Odds = number of individuals with the trait in the group/number of individuals without trait in the group
How do you calculate Proportion differences in groups?
Proportion difference = Group 1 proportion - Group 2 proportion
The sample proportion can also be called:
- The probability
- The risk
We can also compute a ______ ______ for the population proportion so we know how precise our estimate is
Confidence interval
How do you compute a proportion ratio comparing 2 groups?
Group 1 proportion/Group 2 proportion
How would you compute the odds ratio between 2 groups?
Group 1 odds/Group 2 odds
Overall what are the 5 statistics we can compute from a contingency table?
- Sample proportion
- Sample odds
- Sample proportion difference
- Sample proportion ratio
- Sample odds ratio
We have to remember that our computations are only _____
Estimates
Eg. Sample risk is only an estimate of the true risk of the population
What is essential for getting decent estimates of proportions and odds?

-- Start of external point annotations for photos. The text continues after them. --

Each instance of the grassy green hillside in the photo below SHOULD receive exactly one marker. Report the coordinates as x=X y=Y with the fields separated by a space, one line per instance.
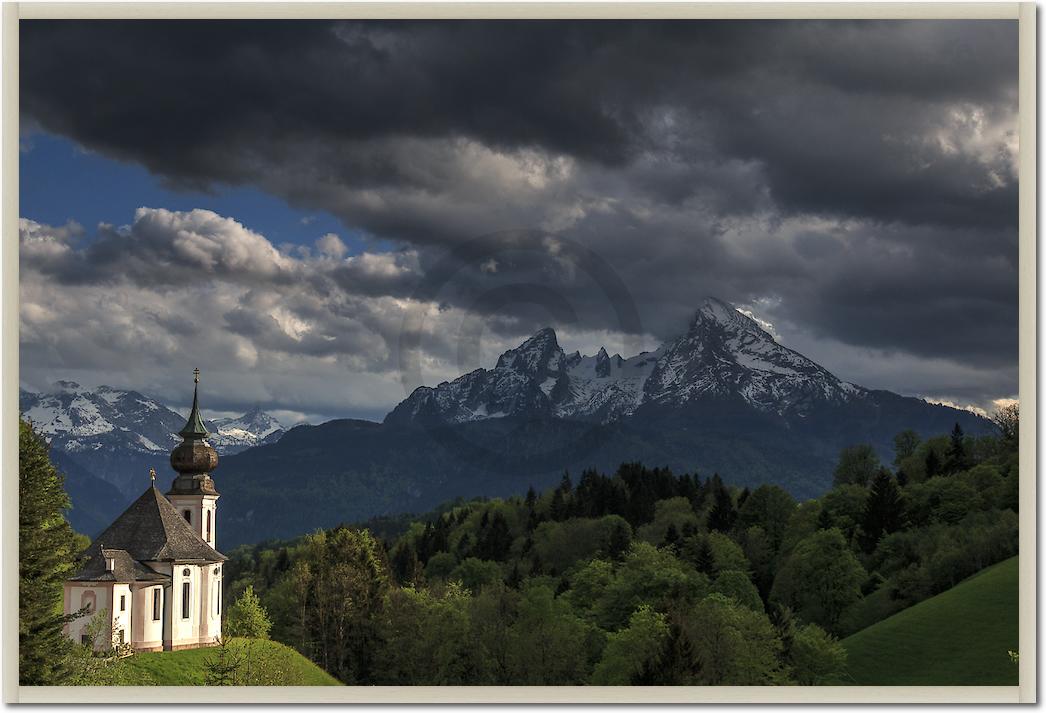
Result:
x=272 y=662
x=960 y=637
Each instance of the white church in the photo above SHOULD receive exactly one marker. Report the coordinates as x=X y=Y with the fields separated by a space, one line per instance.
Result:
x=154 y=574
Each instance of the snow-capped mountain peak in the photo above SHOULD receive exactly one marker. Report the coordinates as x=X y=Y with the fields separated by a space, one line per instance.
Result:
x=77 y=418
x=723 y=354
x=253 y=428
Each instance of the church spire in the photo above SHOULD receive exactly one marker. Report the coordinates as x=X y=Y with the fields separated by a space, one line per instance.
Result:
x=194 y=427
x=194 y=458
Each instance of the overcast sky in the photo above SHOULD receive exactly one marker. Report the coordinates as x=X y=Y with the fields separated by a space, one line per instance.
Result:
x=286 y=204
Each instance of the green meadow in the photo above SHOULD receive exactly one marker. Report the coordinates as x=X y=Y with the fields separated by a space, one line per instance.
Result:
x=958 y=638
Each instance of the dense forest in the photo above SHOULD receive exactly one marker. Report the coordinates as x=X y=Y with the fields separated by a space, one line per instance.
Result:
x=643 y=576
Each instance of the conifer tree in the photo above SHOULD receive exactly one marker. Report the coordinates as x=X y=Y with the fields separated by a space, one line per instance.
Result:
x=883 y=511
x=704 y=559
x=47 y=555
x=932 y=464
x=723 y=514
x=956 y=457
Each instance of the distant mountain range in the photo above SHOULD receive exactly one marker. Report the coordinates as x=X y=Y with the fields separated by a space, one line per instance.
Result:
x=107 y=439
x=723 y=397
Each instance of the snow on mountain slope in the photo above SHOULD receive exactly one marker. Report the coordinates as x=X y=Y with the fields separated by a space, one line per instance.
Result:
x=235 y=434
x=78 y=419
x=724 y=353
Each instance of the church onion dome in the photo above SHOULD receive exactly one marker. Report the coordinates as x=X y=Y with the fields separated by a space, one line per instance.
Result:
x=194 y=458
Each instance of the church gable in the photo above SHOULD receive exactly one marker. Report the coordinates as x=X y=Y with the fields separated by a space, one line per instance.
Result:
x=152 y=530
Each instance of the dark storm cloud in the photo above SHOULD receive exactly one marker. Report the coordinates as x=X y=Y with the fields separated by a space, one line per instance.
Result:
x=828 y=109
x=854 y=178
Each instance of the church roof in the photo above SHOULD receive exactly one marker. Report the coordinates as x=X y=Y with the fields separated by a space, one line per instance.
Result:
x=126 y=568
x=152 y=530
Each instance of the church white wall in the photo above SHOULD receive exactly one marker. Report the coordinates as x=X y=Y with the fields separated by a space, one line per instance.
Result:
x=146 y=633
x=210 y=617
x=185 y=630
x=103 y=603
x=122 y=604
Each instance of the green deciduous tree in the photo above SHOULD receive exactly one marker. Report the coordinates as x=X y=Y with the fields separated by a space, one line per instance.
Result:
x=904 y=445
x=247 y=618
x=632 y=650
x=819 y=579
x=858 y=464
x=816 y=657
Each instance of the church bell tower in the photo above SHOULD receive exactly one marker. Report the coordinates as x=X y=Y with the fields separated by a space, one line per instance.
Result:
x=192 y=493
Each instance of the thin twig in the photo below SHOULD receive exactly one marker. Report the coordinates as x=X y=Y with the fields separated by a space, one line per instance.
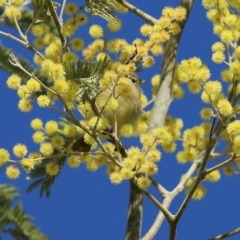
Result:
x=226 y=235
x=138 y=12
x=57 y=23
x=161 y=106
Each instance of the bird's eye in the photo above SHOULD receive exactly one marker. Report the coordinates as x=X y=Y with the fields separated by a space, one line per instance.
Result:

Large sample (n in the hundreds/thousands)
The smaller the proportion difference/ proportion you’re estimating, the ______ the sample needs to be to get reliable estimates/reasonably narrow confidence intervals
Bigger
The farther from 1 the odds/odds ratio are that you’re estimating the _____ the sample needs to be
Bigger
Often the proportion ratios and odds ratios you see are “_______”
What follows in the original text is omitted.